The paper reported from Liberia on October 12:
‘Some of the teams sent to retrieve bodies of suspected Ebola victims here are collecting cash instead, allegedly accepting bribes to issue death certificates to families saying their loved ones died of other causes and leaving the body, locals and health workers say.
‘It is a troubling development for an outbreak in which dead bodies are a major source of contagion and one that suggests local corruption could help undermine the international effort to contain the virus.’
That’s where the price of cocoa can help. Below is a chart of cocoa for December delivery.
The price has obviously been trending higher over the past year, but you’re certainly not seeing any panic-like spikes…not yet anyway.
Of course Ebola is much, much bigger and more serious than its effect on cocoa prices. And here at The Markets and Money we send our thoughts for the lives lost and those bravely helping those stricken.
But I mention cocoa because it seems to me a better guide to whether the situation is under control in West Africa than whatever line governments take to placate a nervous public. A chart can tell you a lot — a government orchestrated news conference tells you nothing.
There are certainly a lot of people looking at the chart of oil right now and what it’s saying about the world economy. Both West Texas and Brent prices are holding around $US83–84 at the time of writing. Officially, oil is now in a bear market. Some argue it’s signalling deflation and poor demand. But you can build a case that it’s the supply gushing out of the ground in the US that’s more important.
Of course, if you’re just looking for trades, it might not even matter. Oil is down, no doubt. But that’s not to say you can no longer make money at all in energy. The performance of African explorer FAR Ltd [ASX: FAR] in recent months is proof enough of that. It’s up 242% in two months.
When ‘wildcat’ companies like FAR find potentially big reserves, the share price can take off regardless of the commodity price. Subscribers to Australian Small-Cap Investigator were on for the ride with FAR.
If you like to watch the stocks making new highs, another example this week is Orbis Gold [ASX: OBS]. It’s almost doubled in the last ten days with pretty much no help from the gold price after a takeover approach. And its focus is on West Africa, of all places. The key is to watch the individual charts.

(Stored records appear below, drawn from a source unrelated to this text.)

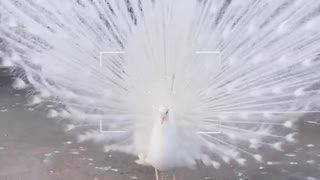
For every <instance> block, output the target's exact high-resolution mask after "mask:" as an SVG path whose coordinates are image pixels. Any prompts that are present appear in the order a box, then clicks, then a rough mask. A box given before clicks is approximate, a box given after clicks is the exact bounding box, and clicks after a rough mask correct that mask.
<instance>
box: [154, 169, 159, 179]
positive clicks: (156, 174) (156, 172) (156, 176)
mask: <svg viewBox="0 0 320 180" xmlns="http://www.w3.org/2000/svg"><path fill="white" fill-rule="evenodd" d="M154 171H155V173H156V180H159V174H158V170H157V169H156V168H154Z"/></svg>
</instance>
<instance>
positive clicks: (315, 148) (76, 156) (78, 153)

These are the kind of breakout stocks Jason Stevenson’s lining up over at Diggers and Drillers. As our resource analyst, he’s been watching oil particularly closely, even with oil getting smacked around. Here’s Jason’s take on why:
‘As the Middle East geopolitical conflict heats up, the world has entered into a stage where all the easy oil has been found. To access what’s remaining, companies are drilling deeper than ever before and searching new frontiers. It’s exciting stuff.

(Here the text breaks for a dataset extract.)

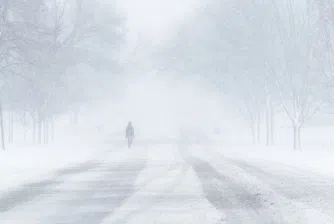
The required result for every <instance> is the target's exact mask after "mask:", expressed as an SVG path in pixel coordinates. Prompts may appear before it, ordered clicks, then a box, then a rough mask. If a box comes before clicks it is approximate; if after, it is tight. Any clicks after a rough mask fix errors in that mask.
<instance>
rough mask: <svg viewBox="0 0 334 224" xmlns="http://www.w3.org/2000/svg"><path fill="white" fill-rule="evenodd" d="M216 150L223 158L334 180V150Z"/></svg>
mask: <svg viewBox="0 0 334 224" xmlns="http://www.w3.org/2000/svg"><path fill="white" fill-rule="evenodd" d="M213 148H214V150H216V151H218V152H220V153H222V154H223V156H225V157H227V158H230V159H234V160H242V161H246V162H249V163H252V164H254V165H259V166H260V165H261V166H262V167H265V168H269V167H270V168H272V169H275V168H277V169H279V170H282V168H284V167H286V168H287V169H289V170H292V169H293V168H295V169H299V170H305V172H311V173H317V174H321V175H326V176H329V177H332V178H334V163H333V161H334V150H331V149H324V148H322V149H321V150H316V149H315V148H313V149H310V148H306V149H303V150H301V151H296V150H292V149H290V148H282V147H261V146H244V147H232V146H224V145H216V146H214V147H213Z"/></svg>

‘New oil and gas discoveries have been found in harsh environments everywhere — the Arctic, ultra-deep waters, and even shale. Technology has made this possible.
‘Because of this tech, exploration risk in new frontiers is the lowest it’s been. And as we’ve seen with a number of companies recently, successful wells have returned shareholders more than 100% gains almost overnight.’
Jason will release a report later today to give you more detail on the best companies drilling and exploring on the frontier. Stay tuned for that…
Military analyst John Robb also chimed in on Middle East oil this week. You might recognise the name after he appeared at our World War D conference earlier this year.
Robb made the point in his Global Guerrillas blog that ISIS operates as an open source insurgency that can spread very quickly to new areas as new groups join in. Point being: in his eyes, Saudi Arabia is vulnerable to an ISIS expansion. That’s because ISIS could find huge support from Saudi Arabia’s young male population. They’re educated in the strict literalist tradition and exult in the historic resurgence of ‘a jihad in the medieval tradition’.
Arguably the country with the most to lose from that is actually China. The most important market for Saudi oil now is actually Asia. The US has shale oil. China does not.